On a case-by-case basis, in some parts of France, judges ruled Crèches illegal because of their obvious religious symbolism, in other parts of France, judges rule that a Nativity scene was okay because it was part of local cultural heritage. In Provence, in the South of France for example, where the making of traditional Crèche figurines is a centuries-old cottage industry, it has been deemed okay to have a Nativity Scene in a public building on cultural grounds. On France’s highly catholic Atlantic coast however, judges have ruled that Nativity scenes are illegal because they are of a religious nature. In Eastern France – Alsace and Lorraine it is okay to have a crèche simply because in 1905, when Church and State went their separate ways in France, this part of France was actually under German ruled – having been annexed by Germany after its victory in the 1870-1871 Franco/Prussian war – so, as part of Germany, the French law didn’t apply, and when the staunchly Lutheran Alsace and Lorraine returned to the Gallic fold in 1918, they did a deal with the government, whereby they were allowed to « opt out » of certain parts of the 1905 law .

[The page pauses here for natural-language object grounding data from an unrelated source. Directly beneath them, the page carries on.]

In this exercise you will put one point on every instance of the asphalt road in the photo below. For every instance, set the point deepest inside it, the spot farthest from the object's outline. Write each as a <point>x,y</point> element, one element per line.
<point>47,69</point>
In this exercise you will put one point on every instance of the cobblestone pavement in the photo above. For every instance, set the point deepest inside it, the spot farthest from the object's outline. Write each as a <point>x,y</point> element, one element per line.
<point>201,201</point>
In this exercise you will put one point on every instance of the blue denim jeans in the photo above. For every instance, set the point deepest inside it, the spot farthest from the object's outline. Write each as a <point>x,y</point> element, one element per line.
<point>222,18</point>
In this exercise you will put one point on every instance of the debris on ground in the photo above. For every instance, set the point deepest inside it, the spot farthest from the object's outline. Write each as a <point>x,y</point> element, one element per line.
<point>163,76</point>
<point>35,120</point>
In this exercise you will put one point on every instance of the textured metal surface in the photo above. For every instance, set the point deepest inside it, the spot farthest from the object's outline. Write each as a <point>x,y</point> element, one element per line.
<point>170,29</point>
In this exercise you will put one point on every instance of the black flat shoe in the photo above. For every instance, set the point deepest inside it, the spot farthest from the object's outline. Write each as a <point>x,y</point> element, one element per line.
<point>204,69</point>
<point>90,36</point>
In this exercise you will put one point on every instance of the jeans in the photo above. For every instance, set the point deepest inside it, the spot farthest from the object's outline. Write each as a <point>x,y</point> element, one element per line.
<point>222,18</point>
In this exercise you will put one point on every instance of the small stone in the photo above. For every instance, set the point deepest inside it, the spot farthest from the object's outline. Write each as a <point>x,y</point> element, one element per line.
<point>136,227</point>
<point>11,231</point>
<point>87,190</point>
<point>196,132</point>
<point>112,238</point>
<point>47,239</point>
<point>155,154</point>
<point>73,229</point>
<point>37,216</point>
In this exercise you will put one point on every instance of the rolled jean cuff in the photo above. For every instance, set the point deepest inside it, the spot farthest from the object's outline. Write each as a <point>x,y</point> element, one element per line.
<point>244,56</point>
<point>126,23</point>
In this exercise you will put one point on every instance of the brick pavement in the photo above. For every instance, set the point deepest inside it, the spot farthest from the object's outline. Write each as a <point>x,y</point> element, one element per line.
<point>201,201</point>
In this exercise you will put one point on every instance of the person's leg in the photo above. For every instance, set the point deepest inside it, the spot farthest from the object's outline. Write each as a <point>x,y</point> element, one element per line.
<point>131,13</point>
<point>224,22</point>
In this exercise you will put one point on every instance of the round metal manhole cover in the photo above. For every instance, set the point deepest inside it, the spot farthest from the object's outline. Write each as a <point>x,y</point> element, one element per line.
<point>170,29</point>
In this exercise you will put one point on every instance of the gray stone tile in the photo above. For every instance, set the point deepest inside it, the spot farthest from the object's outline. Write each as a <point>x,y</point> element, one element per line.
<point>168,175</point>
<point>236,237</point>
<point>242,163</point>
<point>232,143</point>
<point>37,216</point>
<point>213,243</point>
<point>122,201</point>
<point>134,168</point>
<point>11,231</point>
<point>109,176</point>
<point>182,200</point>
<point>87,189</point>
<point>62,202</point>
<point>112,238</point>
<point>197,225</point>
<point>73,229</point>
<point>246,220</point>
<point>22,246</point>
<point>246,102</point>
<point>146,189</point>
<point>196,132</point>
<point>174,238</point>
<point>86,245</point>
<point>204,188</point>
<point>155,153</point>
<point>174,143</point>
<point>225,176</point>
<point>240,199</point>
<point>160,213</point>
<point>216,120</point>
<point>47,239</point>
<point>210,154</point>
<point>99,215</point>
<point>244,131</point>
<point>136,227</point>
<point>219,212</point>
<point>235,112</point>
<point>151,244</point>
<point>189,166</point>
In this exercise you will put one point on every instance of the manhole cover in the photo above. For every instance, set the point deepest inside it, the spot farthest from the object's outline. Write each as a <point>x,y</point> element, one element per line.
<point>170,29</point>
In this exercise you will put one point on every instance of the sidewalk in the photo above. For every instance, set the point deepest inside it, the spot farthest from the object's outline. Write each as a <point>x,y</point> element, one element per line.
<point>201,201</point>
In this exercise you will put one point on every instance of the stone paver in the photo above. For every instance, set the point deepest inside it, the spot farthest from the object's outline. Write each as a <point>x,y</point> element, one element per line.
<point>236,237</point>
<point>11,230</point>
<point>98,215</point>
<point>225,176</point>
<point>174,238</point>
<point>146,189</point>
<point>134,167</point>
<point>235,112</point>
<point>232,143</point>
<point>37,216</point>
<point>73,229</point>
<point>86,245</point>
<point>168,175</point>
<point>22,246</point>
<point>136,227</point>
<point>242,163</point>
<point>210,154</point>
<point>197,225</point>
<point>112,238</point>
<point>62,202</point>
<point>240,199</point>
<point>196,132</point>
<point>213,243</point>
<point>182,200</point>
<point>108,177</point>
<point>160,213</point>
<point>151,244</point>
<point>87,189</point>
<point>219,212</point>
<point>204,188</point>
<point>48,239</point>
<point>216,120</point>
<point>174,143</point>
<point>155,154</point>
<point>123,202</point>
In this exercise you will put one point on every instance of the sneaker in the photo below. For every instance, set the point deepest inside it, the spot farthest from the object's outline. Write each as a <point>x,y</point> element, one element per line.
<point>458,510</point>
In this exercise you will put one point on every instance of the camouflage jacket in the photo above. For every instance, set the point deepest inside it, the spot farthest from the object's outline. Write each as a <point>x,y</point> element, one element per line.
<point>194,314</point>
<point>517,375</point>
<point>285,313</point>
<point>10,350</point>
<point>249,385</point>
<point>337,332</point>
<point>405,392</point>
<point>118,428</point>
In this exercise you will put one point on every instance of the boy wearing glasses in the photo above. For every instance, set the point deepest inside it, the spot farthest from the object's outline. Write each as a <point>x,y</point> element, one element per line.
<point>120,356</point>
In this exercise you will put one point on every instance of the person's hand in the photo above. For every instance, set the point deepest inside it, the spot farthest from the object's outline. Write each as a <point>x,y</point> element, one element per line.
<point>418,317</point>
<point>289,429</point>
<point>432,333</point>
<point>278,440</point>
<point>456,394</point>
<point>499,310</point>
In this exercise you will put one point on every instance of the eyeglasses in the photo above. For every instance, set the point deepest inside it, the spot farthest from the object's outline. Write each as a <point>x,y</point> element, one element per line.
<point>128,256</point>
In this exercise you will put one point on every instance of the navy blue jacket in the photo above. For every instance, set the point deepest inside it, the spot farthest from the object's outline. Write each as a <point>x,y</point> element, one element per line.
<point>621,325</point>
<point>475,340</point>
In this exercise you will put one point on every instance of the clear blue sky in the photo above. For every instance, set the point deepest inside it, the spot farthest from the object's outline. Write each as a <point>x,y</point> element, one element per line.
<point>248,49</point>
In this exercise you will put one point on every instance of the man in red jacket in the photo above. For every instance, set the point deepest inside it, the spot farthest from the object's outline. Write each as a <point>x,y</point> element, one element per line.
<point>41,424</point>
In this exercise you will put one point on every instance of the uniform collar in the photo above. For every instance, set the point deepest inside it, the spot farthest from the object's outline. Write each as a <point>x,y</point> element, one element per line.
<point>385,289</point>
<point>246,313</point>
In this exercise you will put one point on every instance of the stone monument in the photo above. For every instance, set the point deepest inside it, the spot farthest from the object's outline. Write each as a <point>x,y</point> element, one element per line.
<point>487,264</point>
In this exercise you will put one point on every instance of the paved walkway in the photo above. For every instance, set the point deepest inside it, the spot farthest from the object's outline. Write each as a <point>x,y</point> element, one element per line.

Now, as myself, you might think that this is all very trivial and, that the good folks of France would have better to do than go around trying to outlaw Nativity scenes, but those who indulge in this are very serious about what they do, and they see themselves as upholding a pillar of the French Republican Framework. I suppose that I am one of those unconcerned agnostic French types who don’t mind a Nativity Scene at Christmas, but who support the ban on ostentatious religious garb.
There are ways around the Crèche ban. Some local authorities set up the Nativity Scene next to Santa’s Grotto at the Christmas fair, avoiding the religious issue value and setting Jesus, Mary and Joseph on the same footing as Santa’s Elves.
Anyway, as we approach Christmas there will certainly be more crèche controversy and … well, don’t people have better things to do?